Eleito um dos dez melhores filmes de 2024 segundo o National Board of Review, o misto de suspense jurídico e drama existencialista ambientado em Savannah, na Geórgia, é um tratado humanista sobre direitos, deveres, atos e consequências. Nenhuma figura em cena se limita a um arquétipo, numa estrutura dramática (madura) que foge do maniqueísmo. Todos têm as fragilidades expostas, sendo que algumas fraquezas ficam mais evidentes e outras são tratadas com sutileza, no traço de uma Comédia Humana na qual a vaidade e a incerteza são fantasmas presentes. A dúvida é o espectro que quizila o protagonista, o jornalista Justin Kemp (Nicholas Hoult, em brilhante atuação). O repórter é alcoolista e anda às voltas com a possibilidade de ter atropelado uma jovem, que morreu enquanto fugia do namorado agressor.
A chance de tê-la matado povoa sua mente enquanto assume a tarefa de integrar um júri para julgar o caso da morte da moça, que tem o tal namorado como réu. A cada dia de deliberações do coletivo incumbido de analisar o caso, Justin põe em dúvida suas atitudes na noite em que a vítima foi morta. Noite em que estava bêbado e conduziu seu carro embriagado. Hoje, ele preserva sua sobriedade nos Alcoolistas Anônimos (AA), sobretudo sob os conselhos de seu padrinho, Larry (Kiefer Sutherland, o Jack Bauer de "24 Horas"). Estar sóbrio, entretanto, não expia sua angústia de ser (possivelmente) o culpado. Ao perceber os pré-conceitos de seus e de suas colegas, as juradas e os jurados, mobilizados por uma promotora de verve justiceira (a sempre inspirada Toni Collette, que foi mãe de Hoult em "Um Grande Garoto"), Justin cai mais fundo no fosso do tormento.
Esse buraco já foi explorado por Eastwood antes, em "Sobre Meninos e Lobos" (2003). Havia um feminicídio lá também, mas o contexto era outro: o pai da vítima suspeitava de que um de seus melhores amigos seria o assassino de sua filha. Apesar da diferença de enredo, os dois longas compartilham o interesse pelos pactos de silêncio que circundam fardos, num ranço do processo civilizatório.
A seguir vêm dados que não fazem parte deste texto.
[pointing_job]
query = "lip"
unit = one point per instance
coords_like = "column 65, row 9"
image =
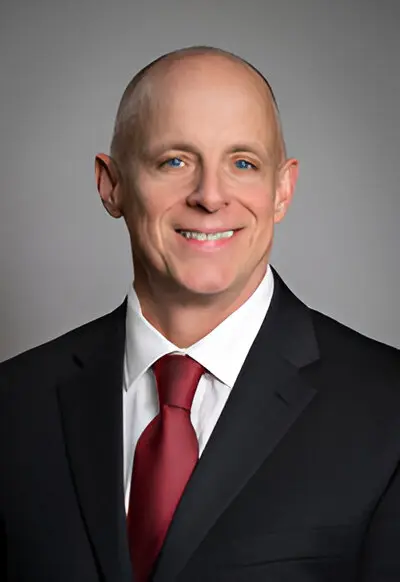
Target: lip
column 207, row 230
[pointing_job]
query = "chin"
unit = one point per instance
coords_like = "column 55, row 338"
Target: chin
column 204, row 284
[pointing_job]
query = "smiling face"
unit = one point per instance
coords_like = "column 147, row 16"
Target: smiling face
column 207, row 183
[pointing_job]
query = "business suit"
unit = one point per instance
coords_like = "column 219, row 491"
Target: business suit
column 299, row 481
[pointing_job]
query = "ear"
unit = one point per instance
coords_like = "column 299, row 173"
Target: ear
column 287, row 178
column 108, row 185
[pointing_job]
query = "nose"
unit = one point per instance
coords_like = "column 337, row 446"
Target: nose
column 209, row 193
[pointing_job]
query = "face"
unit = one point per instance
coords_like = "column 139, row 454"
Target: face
column 207, row 185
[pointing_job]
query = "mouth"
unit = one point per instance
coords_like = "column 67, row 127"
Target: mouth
column 206, row 236
column 199, row 240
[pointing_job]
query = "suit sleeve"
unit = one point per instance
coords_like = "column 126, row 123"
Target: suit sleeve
column 381, row 551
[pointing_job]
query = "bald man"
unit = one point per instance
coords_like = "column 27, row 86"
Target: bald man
column 211, row 428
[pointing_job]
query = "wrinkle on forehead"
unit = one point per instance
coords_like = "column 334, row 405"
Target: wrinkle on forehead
column 150, row 89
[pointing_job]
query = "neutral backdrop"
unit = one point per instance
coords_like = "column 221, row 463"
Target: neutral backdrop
column 335, row 70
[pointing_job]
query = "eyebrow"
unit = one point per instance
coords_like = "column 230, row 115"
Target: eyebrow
column 250, row 147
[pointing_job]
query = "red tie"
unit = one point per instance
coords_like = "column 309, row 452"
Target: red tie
column 165, row 456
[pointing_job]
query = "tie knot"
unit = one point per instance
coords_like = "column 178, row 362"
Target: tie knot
column 177, row 378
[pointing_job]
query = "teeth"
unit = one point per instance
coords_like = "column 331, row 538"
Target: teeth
column 203, row 236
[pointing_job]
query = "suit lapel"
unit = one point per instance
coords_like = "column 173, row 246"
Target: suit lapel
column 91, row 410
column 268, row 396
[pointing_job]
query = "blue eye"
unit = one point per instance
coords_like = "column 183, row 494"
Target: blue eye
column 174, row 163
column 244, row 165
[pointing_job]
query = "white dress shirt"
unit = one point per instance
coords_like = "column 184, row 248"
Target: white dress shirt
column 222, row 352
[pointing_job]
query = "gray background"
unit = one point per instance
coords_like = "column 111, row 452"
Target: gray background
column 334, row 66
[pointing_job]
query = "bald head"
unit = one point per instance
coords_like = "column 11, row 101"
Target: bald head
column 153, row 82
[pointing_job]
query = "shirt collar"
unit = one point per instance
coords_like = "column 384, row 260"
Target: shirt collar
column 222, row 352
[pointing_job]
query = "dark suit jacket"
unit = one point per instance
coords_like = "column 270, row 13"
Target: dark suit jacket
column 299, row 482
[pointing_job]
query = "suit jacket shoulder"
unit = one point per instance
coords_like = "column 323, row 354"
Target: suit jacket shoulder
column 52, row 360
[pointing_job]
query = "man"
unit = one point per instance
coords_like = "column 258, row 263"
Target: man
column 283, row 462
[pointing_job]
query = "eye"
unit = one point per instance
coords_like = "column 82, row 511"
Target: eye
column 173, row 163
column 244, row 165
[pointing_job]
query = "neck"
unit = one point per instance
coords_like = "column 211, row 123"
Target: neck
column 184, row 318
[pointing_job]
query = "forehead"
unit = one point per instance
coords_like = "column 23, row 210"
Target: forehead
column 210, row 99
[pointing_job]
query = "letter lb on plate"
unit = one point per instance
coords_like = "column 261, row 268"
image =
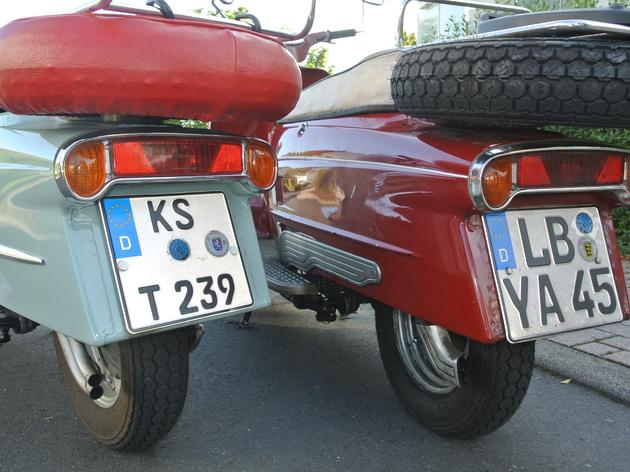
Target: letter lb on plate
column 552, row 271
column 165, row 270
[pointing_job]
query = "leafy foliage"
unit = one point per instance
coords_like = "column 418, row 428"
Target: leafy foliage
column 409, row 39
column 318, row 58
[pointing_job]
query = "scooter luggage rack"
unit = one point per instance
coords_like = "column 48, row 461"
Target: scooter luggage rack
column 108, row 5
column 577, row 26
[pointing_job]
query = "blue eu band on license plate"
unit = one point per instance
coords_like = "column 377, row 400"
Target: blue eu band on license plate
column 500, row 241
column 122, row 228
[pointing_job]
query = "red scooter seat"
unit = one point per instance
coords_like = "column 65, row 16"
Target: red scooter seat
column 85, row 64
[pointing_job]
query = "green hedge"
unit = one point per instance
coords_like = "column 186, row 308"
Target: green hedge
column 615, row 137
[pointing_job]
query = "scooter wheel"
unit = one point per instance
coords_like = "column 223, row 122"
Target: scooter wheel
column 142, row 392
column 491, row 380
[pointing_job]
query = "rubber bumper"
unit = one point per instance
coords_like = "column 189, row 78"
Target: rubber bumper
column 86, row 64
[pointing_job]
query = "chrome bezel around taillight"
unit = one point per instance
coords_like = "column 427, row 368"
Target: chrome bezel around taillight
column 480, row 163
column 111, row 180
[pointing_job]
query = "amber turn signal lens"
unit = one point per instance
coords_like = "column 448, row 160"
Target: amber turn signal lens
column 497, row 182
column 261, row 165
column 85, row 169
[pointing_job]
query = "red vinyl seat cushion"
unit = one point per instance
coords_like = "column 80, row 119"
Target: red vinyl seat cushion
column 140, row 65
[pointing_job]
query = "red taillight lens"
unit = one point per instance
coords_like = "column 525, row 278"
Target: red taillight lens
column 570, row 169
column 173, row 158
column 532, row 172
column 611, row 172
column 89, row 167
column 565, row 169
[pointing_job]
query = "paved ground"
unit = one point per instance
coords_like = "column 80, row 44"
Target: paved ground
column 295, row 395
column 598, row 358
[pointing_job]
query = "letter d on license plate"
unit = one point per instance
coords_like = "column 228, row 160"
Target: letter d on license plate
column 552, row 271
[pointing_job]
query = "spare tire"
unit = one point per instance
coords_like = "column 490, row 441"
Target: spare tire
column 517, row 82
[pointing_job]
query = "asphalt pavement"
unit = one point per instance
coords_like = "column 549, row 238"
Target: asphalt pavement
column 292, row 394
column 598, row 357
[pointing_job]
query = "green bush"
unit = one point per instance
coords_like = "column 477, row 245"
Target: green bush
column 614, row 137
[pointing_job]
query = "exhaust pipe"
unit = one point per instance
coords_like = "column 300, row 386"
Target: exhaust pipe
column 81, row 367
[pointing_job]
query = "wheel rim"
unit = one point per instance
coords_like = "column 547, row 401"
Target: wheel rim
column 428, row 354
column 107, row 360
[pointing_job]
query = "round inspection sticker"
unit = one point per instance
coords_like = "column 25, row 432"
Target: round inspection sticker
column 587, row 249
column 179, row 249
column 584, row 222
column 217, row 243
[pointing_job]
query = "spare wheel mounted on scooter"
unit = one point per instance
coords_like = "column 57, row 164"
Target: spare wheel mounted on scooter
column 108, row 64
column 517, row 82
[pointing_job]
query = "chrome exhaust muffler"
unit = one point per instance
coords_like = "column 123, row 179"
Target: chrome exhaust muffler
column 81, row 367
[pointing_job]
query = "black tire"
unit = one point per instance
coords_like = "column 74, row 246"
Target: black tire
column 495, row 379
column 154, row 382
column 517, row 82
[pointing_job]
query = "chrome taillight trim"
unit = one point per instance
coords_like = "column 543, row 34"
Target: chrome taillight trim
column 479, row 164
column 112, row 180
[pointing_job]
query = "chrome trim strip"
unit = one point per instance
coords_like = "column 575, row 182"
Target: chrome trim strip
column 111, row 180
column 306, row 253
column 479, row 164
column 20, row 256
column 376, row 166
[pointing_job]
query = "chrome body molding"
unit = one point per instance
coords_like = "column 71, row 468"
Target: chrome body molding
column 306, row 253
column 384, row 166
column 478, row 167
column 16, row 255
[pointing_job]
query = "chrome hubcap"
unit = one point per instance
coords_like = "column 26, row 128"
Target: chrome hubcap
column 428, row 353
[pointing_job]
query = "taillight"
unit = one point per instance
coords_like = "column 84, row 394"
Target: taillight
column 261, row 165
column 86, row 169
column 497, row 181
column 172, row 158
column 548, row 170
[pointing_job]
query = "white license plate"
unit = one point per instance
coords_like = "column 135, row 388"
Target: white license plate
column 552, row 270
column 176, row 258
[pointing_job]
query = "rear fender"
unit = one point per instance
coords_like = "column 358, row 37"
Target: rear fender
column 395, row 191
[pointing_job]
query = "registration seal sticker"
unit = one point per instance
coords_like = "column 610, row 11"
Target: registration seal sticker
column 584, row 222
column 217, row 243
column 179, row 249
column 587, row 248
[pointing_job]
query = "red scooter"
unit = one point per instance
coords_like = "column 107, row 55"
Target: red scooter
column 417, row 181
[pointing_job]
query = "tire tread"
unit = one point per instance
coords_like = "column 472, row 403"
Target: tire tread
column 520, row 82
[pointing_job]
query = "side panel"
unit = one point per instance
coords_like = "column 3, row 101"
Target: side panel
column 74, row 290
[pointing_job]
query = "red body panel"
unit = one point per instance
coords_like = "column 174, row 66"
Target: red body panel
column 64, row 64
column 395, row 190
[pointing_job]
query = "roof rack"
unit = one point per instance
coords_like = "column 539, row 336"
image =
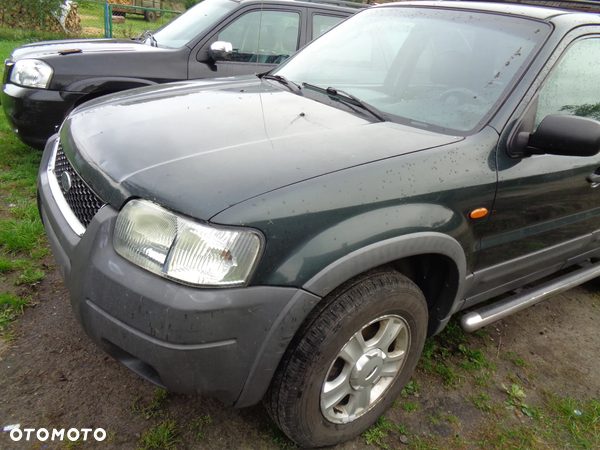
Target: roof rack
column 578, row 5
column 340, row 3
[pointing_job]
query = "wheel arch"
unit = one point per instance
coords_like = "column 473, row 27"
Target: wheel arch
column 420, row 257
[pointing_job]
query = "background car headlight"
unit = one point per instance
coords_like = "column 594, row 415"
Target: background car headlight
column 185, row 250
column 31, row 73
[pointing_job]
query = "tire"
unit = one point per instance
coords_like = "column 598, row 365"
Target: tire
column 318, row 397
column 150, row 16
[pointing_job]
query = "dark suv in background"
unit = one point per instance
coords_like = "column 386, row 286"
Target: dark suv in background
column 44, row 81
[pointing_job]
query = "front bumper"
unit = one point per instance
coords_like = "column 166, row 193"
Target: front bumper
column 189, row 340
column 36, row 114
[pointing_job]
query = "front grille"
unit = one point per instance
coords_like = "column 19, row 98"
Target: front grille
column 83, row 202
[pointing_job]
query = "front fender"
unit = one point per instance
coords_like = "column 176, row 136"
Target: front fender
column 108, row 84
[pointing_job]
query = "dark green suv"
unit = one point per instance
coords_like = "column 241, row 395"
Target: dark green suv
column 296, row 235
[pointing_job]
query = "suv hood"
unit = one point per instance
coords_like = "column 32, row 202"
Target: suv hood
column 77, row 60
column 201, row 147
column 42, row 50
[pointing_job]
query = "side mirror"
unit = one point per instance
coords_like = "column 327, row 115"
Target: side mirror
column 220, row 50
column 559, row 135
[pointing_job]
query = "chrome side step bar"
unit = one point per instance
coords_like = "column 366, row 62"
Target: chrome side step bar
column 492, row 313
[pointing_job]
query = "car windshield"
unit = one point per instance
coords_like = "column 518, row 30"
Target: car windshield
column 186, row 27
column 442, row 70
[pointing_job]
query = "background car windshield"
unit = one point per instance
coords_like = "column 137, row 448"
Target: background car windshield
column 189, row 25
column 436, row 69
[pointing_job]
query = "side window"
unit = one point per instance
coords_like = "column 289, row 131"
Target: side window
column 573, row 87
column 322, row 23
column 267, row 37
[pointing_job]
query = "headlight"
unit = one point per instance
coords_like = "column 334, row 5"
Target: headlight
column 185, row 250
column 31, row 73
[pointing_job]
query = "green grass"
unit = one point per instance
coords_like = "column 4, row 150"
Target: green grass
column 378, row 432
column 410, row 406
column 156, row 408
column 519, row 362
column 11, row 306
column 161, row 437
column 198, row 426
column 22, row 239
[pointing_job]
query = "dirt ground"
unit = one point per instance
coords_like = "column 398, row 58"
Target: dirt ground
column 52, row 376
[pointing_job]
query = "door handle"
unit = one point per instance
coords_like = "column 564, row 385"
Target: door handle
column 593, row 179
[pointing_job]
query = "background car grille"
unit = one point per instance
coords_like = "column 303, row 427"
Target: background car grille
column 80, row 198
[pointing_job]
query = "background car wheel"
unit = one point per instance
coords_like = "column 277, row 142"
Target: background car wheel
column 349, row 360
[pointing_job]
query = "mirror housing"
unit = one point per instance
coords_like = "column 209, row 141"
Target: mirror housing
column 559, row 134
column 220, row 50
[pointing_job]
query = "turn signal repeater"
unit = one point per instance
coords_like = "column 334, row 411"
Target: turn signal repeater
column 478, row 213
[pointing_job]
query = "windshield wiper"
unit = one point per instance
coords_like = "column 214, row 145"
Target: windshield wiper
column 348, row 98
column 145, row 36
column 283, row 80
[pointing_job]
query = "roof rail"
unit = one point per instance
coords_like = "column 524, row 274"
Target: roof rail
column 340, row 3
column 578, row 5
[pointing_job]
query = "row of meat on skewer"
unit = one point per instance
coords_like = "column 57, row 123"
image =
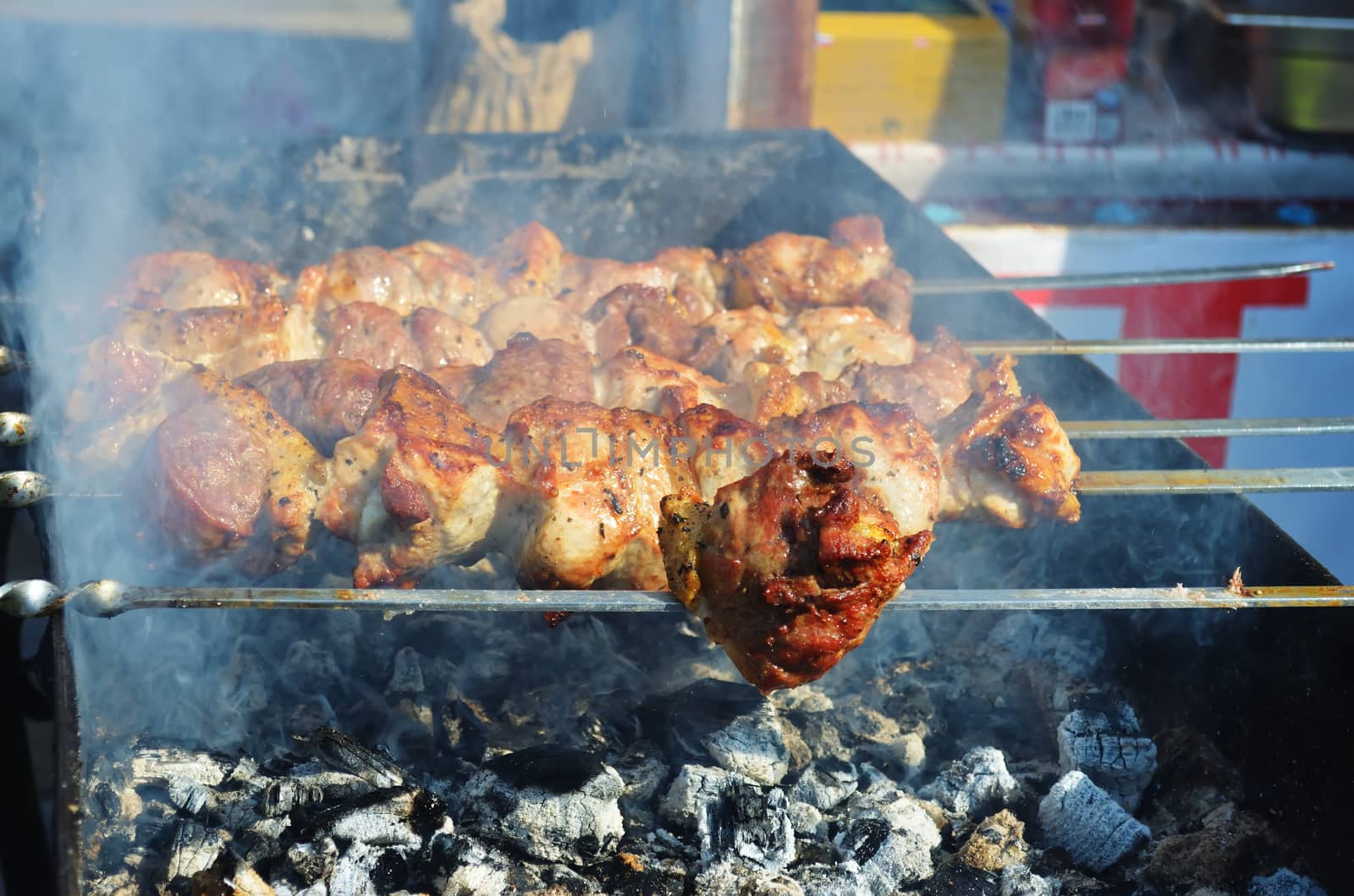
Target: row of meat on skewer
column 756, row 431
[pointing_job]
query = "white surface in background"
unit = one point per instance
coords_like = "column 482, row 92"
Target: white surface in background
column 1266, row 385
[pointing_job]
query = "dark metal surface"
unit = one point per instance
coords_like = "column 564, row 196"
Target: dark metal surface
column 1272, row 686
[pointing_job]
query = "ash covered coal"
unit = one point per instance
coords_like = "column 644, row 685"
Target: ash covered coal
column 397, row 760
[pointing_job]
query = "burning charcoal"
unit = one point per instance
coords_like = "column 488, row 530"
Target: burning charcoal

As rachaduras nos códigos que tornam um indivíduo civilizado sempre se fizeram notar no cinema de Eastwood e voltam à tona nesta produção de US$ 35 milhões, cuja base é um argumento do dramaturgo Jonathan Abrams.
Coadjuvante, o policial aposentado Harold (J. K. Simmons, que quase toma o filme para si), vai alargar os dilemas de Justin (e os nossos) ao questionar a forma como o caso é conduzido pela promotoria, dada a ambição da advogada Faith Killebew (o papel de Collette, bem dublada por Monica Rossi) para condenar o potencial suspeito. Ela tem fome de veredictos implacáveis, pois estes podem lhe garantir a promoção profissional tão esperada. O custo desse sucesso, contudo, é alto.
Parceiro habitual de Eastwood de 1977, Joel Cox assina a montagem de "Jurado N°2", o que assegura o equilíbrio entre tensão e reflexão. Yves Bélanger assina a fotografia, buscando um tônus claustrofóbico nos enquadramentos, sempre com cores rebuscadas. Essa claustrofobia é sintoma comum a muito do que Clint filmou, mesmo em registros dissociados do crime (vide o sublime "Bird", de 1988), e ilustra o apreço dele por almas em condições de opressão, mesmo aquelas que são oprimidas pela própria consciência, como a dona de casa (Meryl Streep) às voltas com o amor extraconjugal da obra-prima "As Pontes de Madison" (1995) ou o ladrão que testemunha um assassinato em "Poder Absoluto" (1997). Cada indivíduo desse é um tijolo no edifício da autoralidade de um contador de histórias capaz de dialogar (nas raias da excelência) com a tradição hollywoodiana de gênero, temperando cada filão com suas inquietudes.
Um dos filmes mais sólidos do ano, "Jurado n°2" chega ao Brasil pelo streaming da Amazon, com uma dublagem primorosa, a se destacar o desempenho de Philippe Maia como a voz nacional de Hoult.